Bu ayetlere bakıldığında bir yanda samimi Musevilerin ve bir yanda da bu Musevilerin arasında bulunup söz dinlemeyen inkarcı bir topluluğun olduğu dikkat çekmektedir. Örneğin 164. ayette söz dinlemeyen bu topluluğu ısrarla uyarmakta ve doğruya çağırmakta olan Museviler vardır. Amaçları ise onları doğru yola iletmek, “bir ihtimal sakınmalarını” sağlamaktır. 165. ayette ise kötülükten sakındıran bu samimi topluluğun kurtuluşa erdiği belirtilmektedir.
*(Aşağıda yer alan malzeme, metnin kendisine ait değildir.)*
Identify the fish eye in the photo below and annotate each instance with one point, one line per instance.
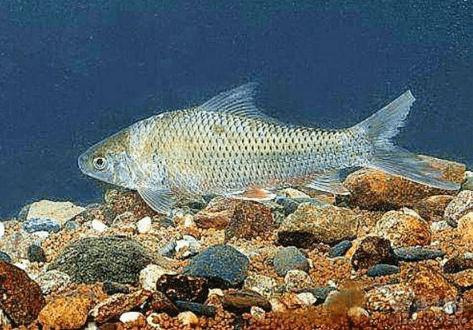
(99, 163)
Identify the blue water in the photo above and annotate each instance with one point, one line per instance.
(73, 72)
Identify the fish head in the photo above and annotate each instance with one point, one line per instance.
(109, 161)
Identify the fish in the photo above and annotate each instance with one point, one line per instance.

Aşağılananlar, söz dinlemeyen ve samimi Musevilere zorluk çıkaran inkarcılar olmuştur.
Bu ayetlerin öncesinde Allah, dosdoğru Musevileri şöyle övmüştür:
Musa’nın kavminden hakka ileten ve onunla adalet yapan bir topluluk vardır. (Araf Suresi, 159)
Musa’nın kavminden, yani Musevilerden hakka ileten ve adalet yapan bir topluluğu bu güzel davranışı nedeniyle Allah övmektedir. Allah’ın bu ayeti indirmesinde çok büyük hikmetler vardır.
Samimi Musevilere bir Müslümanın bakış açısının nasıl olması gerektiğini bu ve diğer ayetler mükemmel şekilde anlatmaktadır.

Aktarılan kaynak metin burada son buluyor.